If doctors can help this little girl then Dev’s head and hands should be NO PROBLEM! We’re always praying for more miracles and this story sure gives us hope!

Girl, 15, Prepares for Surgery to Correct Upside-Down Feet

Thursday , May 01, 2008

AP

NEW YORK  — 

In her 15 years, Jingle Luis has never walked on the bottoms of her feet. 

Born in the Philippines with feet so clubbed they twist backward and upside down, she uses crutches to hobble on what should be the tops of her feet.

“I can accept it,” Jingle said Wednesday in a voice so soft it was barely audible.

But if all goes well, Jingle won’t have to accept the condition much longer. She and her mother have journeyed from the Philippines to Montefiore Medical Center in the Bronx for surgery Thursday and follow-up treatment that will consist of slowly rotating her feet until she can walk normally.

Click here for photos.

Her case is more severe than those usually seen by doctors in industrialized countries.

“Generally speaking, with modern technology, it doesn’t get to this point,” said Dr. Terry Amaral, a pediatric orthopedic surgeon who will perform the surgery at Children’s Hospital at Montefiore.

Clubfoot is a relatively common deformity, occurring in about one in 1,000 births. Children are usually treated in infancy with casts or braces that gradually bring the feet into correct alignment. The condition becomes harder to treat if it is not corrected early on.

Amaral said Jingle’s case was complicated by the fact that her clubfoot was associated with spina bifida, a birth defect that involves the incomplete development of the spinal cord or its coverings.

He said doctors who saw Jingle as a baby thought that her spina bifida would shorten her life span and prevent her from walking, so they did not treat the clubfoot.

“They felt it wasn’t worth managing because of the life expectancy, so they decided to leave it alone,” Amaral said.

But Jingle’s spina bifida is relatively mild. Her bladder and bowel functions are impaired, but she has normal intelligence and can move her feet and legs.

Jingle came to the attention of Montefiore after Dr.
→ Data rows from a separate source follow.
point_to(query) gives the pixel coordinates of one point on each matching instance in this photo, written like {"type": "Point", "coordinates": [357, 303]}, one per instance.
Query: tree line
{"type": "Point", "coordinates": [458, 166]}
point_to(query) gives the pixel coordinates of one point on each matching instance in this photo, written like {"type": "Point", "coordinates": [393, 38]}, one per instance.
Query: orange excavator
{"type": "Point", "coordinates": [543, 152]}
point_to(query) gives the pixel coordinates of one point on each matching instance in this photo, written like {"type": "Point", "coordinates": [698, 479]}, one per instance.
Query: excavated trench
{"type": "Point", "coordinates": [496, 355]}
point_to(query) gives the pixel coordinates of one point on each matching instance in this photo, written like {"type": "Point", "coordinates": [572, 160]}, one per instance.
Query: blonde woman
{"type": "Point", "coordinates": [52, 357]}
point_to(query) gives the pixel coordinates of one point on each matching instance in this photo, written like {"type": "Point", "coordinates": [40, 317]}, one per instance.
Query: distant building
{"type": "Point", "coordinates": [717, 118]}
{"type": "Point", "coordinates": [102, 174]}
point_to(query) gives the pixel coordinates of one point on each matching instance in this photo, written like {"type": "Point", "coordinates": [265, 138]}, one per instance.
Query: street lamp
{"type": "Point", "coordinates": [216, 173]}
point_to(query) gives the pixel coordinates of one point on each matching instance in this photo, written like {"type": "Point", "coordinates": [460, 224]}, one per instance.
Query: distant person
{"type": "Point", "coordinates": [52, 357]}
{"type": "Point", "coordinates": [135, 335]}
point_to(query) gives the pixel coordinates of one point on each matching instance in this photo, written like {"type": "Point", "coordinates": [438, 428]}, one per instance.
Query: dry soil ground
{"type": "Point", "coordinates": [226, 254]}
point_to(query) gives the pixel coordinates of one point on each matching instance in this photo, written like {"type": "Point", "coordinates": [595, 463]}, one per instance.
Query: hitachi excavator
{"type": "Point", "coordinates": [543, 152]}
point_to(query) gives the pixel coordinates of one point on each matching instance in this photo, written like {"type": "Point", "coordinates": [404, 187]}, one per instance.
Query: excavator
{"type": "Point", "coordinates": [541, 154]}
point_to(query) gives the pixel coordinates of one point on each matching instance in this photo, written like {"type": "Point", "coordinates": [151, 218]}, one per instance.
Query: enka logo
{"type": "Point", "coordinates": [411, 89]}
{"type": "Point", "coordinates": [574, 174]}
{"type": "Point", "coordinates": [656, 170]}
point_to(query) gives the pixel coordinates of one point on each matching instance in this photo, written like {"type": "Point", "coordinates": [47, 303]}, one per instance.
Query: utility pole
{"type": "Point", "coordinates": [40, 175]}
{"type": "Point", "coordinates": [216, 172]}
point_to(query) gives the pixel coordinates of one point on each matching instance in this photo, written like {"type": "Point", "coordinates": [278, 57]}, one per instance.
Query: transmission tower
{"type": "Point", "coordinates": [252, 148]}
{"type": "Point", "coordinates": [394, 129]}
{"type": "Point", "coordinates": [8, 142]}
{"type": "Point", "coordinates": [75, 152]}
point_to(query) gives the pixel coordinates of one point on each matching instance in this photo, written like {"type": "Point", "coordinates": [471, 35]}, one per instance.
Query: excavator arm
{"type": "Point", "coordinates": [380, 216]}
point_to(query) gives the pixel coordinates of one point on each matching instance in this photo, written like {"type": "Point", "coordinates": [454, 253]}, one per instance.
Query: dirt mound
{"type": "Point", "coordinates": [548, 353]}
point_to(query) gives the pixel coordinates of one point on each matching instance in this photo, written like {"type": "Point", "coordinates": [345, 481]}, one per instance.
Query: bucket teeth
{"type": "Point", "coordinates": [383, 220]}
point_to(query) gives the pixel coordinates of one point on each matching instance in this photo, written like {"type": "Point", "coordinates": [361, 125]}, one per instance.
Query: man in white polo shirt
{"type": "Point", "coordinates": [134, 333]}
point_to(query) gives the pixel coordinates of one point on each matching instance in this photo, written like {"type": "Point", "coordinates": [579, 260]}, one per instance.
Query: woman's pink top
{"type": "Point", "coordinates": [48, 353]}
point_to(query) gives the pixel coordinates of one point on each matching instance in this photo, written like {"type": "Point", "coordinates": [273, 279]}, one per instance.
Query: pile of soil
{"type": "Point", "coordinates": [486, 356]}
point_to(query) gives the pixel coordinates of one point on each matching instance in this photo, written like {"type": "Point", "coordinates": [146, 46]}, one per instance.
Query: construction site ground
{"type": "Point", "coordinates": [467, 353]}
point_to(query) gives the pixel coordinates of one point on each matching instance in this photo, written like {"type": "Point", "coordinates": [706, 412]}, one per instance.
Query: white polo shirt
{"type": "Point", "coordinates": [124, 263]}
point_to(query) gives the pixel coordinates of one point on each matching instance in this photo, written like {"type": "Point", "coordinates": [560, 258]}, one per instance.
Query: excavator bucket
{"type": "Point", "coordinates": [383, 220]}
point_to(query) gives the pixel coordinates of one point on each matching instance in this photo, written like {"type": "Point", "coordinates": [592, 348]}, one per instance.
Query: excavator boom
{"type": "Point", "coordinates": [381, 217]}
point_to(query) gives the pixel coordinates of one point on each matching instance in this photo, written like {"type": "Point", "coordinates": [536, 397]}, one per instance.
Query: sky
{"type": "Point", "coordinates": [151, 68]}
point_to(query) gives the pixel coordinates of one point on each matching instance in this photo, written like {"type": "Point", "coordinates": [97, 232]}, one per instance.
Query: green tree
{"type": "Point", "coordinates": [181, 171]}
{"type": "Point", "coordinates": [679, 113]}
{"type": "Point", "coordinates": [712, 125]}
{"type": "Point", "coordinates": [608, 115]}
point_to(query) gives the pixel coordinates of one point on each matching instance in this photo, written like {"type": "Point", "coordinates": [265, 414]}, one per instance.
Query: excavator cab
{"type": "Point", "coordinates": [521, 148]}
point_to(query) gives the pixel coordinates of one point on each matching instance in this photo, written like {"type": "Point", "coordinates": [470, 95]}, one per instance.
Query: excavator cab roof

Randall Owen, a head and neck surgeon, traveled to the Philippines in 2003 on a mission trip organized by the Tennessee-based Christian Medical and Dental Association.

Owen saw Jingle there but could not treat her clubfoot.

“She needs a multidisciplinary team,” he said. “It was nothing we could do on a two-week mission trip.”

Jingle and her mother arrived in New York on April 17. The treatment, which doctors are providing pro bono, will consist of surgery Thursday to insert screws into the bones of Jingle’s feet. The screws will be attached to scaffold-like devices that will stabilize her feet while the screws are turned bit by bit.

“Her bones are a little deformed, but most of it comes from the tight soft tissues in the inner part of her feet,” Amaral said. He estimated that it would take a month to rotate the feet a few degrees at a time.

The scaffolding will then be replaced by casts, and then by braces Amaral expects Jingle to wear for about a year.

“And then, eventually, regular shoes,” he said.

Jingle and her mother will stay with a friend in Bergenfield, N.J., during the treatment.

Jingle’s father is a corn farmer; her mother sells farm-raised fish door to door, carrying her wares on her head.

Jingle has other career goals. “I think a doctor or a nurse,” she said.